Um acordo de cessar-fogo entre Israel e Hamas entrou em fase final nesta semana, mediado por Catar e Egito. O acordo prevê a troca de reféns e uma pausa humanitária prolongada nos combates em Gaza. Mas a trégua, por mais alívio que traga aos civis, não toca nas questões profundas que alimentam o conflito há décadas.
O cessar-fogo funciona como um respiro. Israel concorda em pausar operações militares; Hamas liberta reféns sequestrados desde outubro de 2023; civis ganham espaço para sair dos escombros e acessar ajuda humanitária. Catar e Egito foram intermediários cruciais porque ambos têm canais abertos tanto com o governo israelense quanto com a liderança do Hamas, cada um por razões geopolíticas distintas. Mas um acordo de trégua não é paz, e a diferença importa: trégua é pausa; paz requer resolver o que gerou a guerra.
Os conflitos que puxam Israel e Hamas para baixo são estruturais. O Hamas permanece no poder em Gaza e mantém o objetivo de destruir o Estado de Israel, enquanto Israel insiste que o Hamas deve ser desmantelado antes de qualquer acordo político duradouro. A questão dos colonatos israelenses na Cisjordânia segue inflamando palestinos. Não há acordo sobre o futuro político de Gaza após a guerra. E a luta por Jerusalém, cidade sagrada para judeus e muçulmanos, segue irresolvida há 75 anos.
Historicamente, cessar-fogos no Oriente Médio costumam ser temporários. A trégua de 2008, a de 2012, a de 2014: todas entraram e saíram de circulação quando as partes sentiram que tinham de voltar ao conflito armado.

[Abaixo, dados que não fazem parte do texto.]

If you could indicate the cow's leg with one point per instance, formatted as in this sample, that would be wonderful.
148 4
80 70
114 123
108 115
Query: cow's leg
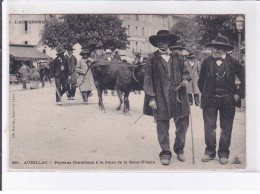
126 103
119 94
100 99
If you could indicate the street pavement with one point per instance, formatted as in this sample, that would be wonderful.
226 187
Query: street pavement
79 136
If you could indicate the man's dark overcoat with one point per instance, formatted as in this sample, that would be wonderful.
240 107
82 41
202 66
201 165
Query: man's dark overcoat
207 79
161 85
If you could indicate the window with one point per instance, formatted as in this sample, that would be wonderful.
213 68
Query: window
26 27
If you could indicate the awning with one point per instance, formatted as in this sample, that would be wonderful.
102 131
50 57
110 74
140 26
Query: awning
27 53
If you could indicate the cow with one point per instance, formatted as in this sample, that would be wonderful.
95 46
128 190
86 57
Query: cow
119 76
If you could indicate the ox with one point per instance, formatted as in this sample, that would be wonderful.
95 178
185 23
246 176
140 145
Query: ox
119 76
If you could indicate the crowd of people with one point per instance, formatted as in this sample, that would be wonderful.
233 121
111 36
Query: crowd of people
172 82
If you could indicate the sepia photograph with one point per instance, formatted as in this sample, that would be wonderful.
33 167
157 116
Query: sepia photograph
127 92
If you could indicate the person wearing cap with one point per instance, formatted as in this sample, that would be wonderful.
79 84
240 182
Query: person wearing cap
72 61
60 71
24 74
165 81
85 80
219 94
194 69
177 47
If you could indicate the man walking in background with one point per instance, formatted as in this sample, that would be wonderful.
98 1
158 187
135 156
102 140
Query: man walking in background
72 61
165 94
219 94
24 74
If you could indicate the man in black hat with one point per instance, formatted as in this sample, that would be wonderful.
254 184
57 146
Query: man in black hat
194 69
219 94
165 84
72 61
60 70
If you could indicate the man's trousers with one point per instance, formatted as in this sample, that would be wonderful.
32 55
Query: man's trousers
182 125
61 83
196 98
226 108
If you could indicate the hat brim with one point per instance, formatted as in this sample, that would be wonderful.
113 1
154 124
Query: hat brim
227 46
172 38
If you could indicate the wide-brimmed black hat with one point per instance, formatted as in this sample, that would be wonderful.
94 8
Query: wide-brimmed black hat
85 51
177 46
60 50
191 56
138 55
163 35
221 41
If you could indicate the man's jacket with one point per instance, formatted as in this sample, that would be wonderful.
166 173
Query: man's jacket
207 79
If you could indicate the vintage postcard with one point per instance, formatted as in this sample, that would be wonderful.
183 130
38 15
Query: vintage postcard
127 92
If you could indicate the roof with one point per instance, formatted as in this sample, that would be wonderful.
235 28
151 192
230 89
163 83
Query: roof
27 53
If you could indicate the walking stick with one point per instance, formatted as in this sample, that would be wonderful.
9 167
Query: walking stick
191 129
58 93
138 118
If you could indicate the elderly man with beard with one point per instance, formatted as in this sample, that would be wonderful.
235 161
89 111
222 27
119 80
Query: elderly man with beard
220 94
165 84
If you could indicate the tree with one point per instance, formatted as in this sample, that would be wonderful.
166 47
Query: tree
90 31
210 26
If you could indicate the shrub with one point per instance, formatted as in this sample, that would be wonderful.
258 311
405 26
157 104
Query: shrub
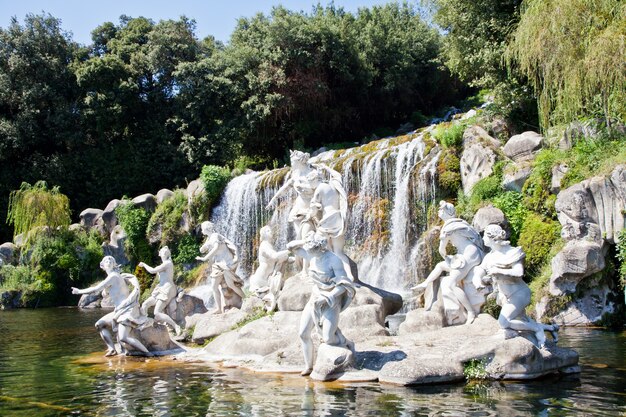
134 221
620 254
187 249
475 369
214 178
536 239
511 204
166 220
55 263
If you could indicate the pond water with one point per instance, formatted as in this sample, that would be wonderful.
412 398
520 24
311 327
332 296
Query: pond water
51 365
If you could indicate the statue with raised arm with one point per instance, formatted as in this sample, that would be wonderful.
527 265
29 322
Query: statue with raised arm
221 255
128 316
268 277
503 266
329 209
300 214
164 295
122 298
332 293
457 289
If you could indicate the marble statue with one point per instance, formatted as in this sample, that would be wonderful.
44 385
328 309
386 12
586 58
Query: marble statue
329 208
126 313
456 270
221 255
300 214
503 266
164 295
332 293
268 277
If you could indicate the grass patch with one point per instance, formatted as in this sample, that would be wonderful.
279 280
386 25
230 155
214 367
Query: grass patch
475 369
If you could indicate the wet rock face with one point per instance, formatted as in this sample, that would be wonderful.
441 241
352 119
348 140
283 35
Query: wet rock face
478 158
591 214
523 147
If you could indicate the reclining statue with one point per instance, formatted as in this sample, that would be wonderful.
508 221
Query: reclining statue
164 295
504 268
268 277
126 314
332 293
469 246
221 256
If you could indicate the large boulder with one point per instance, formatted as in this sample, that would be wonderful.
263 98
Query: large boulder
558 173
523 147
591 214
145 201
577 260
489 215
108 215
440 355
478 158
156 338
515 175
585 310
210 325
116 246
188 305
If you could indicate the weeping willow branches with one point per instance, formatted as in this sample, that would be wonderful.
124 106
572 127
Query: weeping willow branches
35 206
574 54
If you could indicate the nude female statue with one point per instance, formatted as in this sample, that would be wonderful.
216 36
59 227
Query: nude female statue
121 297
221 256
329 208
300 214
503 266
332 293
469 246
164 295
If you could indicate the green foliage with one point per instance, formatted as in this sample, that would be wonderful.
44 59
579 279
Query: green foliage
36 206
475 369
214 178
54 264
187 248
165 222
511 204
476 39
449 171
536 239
485 190
450 135
569 50
491 307
257 313
620 254
134 220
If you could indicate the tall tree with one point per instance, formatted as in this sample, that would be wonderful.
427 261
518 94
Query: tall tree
574 54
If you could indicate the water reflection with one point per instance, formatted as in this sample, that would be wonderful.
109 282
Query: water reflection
46 370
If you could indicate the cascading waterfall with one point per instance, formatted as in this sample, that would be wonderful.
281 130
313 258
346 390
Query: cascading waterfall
387 181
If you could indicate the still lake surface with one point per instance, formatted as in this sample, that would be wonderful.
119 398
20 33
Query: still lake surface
51 365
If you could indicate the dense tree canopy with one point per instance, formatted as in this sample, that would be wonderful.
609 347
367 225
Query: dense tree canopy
147 104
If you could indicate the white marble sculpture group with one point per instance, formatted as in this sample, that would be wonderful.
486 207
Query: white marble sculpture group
469 275
460 283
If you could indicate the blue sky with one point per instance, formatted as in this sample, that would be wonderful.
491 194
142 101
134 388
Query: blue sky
217 18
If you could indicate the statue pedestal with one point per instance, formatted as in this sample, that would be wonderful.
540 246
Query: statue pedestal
332 361
156 338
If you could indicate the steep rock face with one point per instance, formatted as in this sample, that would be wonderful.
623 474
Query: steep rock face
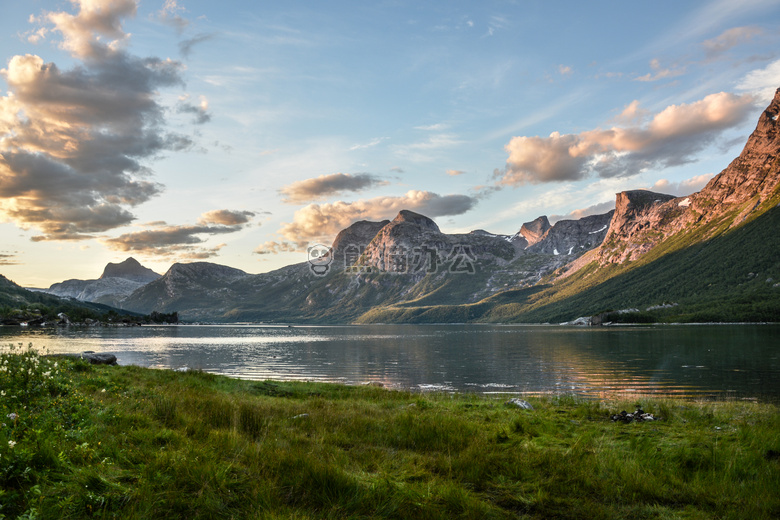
116 283
352 241
747 186
755 171
130 269
411 238
634 228
186 287
535 230
573 237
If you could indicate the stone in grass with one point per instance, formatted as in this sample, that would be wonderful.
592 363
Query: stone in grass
520 403
95 358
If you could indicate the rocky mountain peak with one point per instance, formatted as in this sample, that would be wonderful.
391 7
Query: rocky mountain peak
757 169
130 269
197 270
358 234
415 218
534 231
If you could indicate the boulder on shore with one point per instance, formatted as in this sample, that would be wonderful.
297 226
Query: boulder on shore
95 358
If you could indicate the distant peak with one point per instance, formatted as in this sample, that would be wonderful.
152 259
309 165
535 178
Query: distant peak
130 269
415 218
534 231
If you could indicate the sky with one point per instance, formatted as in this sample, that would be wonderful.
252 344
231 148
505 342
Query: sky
242 132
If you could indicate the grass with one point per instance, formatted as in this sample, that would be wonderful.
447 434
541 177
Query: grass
129 442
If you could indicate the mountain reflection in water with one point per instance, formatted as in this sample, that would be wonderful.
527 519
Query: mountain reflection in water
719 361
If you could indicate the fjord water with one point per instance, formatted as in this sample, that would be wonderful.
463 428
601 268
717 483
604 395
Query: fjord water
692 361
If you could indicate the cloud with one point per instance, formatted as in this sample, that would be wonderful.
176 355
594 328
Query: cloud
73 142
682 188
200 111
8 259
660 72
762 83
421 151
672 137
272 248
161 239
321 187
226 217
369 144
631 114
321 222
728 39
186 46
169 15
85 33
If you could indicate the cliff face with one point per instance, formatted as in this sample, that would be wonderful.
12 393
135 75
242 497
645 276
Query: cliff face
116 283
748 186
573 237
130 269
535 230
186 286
755 171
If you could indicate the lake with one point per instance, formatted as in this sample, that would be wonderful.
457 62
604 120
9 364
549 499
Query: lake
690 361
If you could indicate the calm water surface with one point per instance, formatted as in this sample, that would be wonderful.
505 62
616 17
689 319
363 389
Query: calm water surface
719 361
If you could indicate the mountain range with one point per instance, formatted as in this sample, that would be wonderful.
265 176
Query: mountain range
710 256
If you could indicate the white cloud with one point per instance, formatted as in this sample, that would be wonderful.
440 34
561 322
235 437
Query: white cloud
325 185
672 137
660 72
682 188
321 222
762 83
73 143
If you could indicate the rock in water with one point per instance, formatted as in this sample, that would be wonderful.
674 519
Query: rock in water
520 403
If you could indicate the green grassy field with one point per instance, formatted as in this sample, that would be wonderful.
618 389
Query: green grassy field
82 441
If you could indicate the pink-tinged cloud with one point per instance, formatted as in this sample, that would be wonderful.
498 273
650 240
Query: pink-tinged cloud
74 143
184 241
671 137
319 188
682 188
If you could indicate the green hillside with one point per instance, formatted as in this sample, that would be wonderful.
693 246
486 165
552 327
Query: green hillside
733 277
19 304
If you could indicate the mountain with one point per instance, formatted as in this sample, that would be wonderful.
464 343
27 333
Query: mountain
18 305
116 283
710 256
407 261
192 287
131 270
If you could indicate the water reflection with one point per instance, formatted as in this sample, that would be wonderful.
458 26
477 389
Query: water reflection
687 361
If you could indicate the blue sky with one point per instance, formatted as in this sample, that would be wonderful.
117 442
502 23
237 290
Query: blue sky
241 132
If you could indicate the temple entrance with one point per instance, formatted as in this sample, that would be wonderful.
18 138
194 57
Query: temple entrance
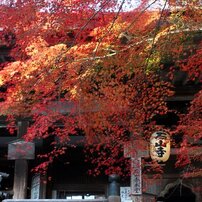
178 193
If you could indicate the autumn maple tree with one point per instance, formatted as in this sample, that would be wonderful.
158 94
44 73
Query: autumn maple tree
95 66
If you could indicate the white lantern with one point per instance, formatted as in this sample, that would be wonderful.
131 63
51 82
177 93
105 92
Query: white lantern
160 146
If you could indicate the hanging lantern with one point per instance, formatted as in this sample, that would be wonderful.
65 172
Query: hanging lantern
160 146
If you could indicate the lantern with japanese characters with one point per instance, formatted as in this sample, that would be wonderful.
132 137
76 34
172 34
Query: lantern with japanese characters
160 146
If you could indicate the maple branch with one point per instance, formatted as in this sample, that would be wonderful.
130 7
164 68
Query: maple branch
135 20
155 34
108 31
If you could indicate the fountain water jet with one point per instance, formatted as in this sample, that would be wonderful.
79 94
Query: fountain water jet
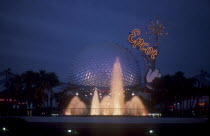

O intervalo de paz nunca foi usado para desativar as armas ou mudar as prioridades políticas de nenhum dos lados. Israel continua vendo Hamas como uma ameaça existencial; Hamas segue enraizado na resistência armada.
O papel de Catar e Egito é delicado. Ambos ganham influência internacional como mediadores, mas têm interesse limitado em impor uma solução permanente. Catar abriga a liderança política do Hamas; Egito compartilha uma fronteira com Gaza e vive ondas de migração forçada de palestinos. Nenhum dos dois tem poder real de forçar um acordo de paz verdadeiro se Israel e Hamas se recusarem a sentar e negociar termos políticos.
O padrão é claro: sem uma negociação sobre quem governa Gaza no pós-guerra, sobre direitos dos refugiados, sobre o assentamento israelense e sobre o status final de Jerusalém, o cessar-fogo é um intervalo, não um encerramento. Quando essa trégua ruir, as mesmas bombas voltarão a cair porque as mesmas razões estarão de pé.
Por que importa: Cada volta do conflito em Gaza impacta os preços de energia global. O Oriente Médio produz a maior parte do petróleo e gás natural consumidos no mundo. Instabilidade lá mexe na inflação brasileira, no dólar e no preço da gasolina na bomba. Além disso, ondas de refugiados e migrantes forçados no Oriente Médio pressionam rotas migratórias que eventualmente afetam políticas globais de imigração e asilo, incluindo as que atingem brasileiros no exterior.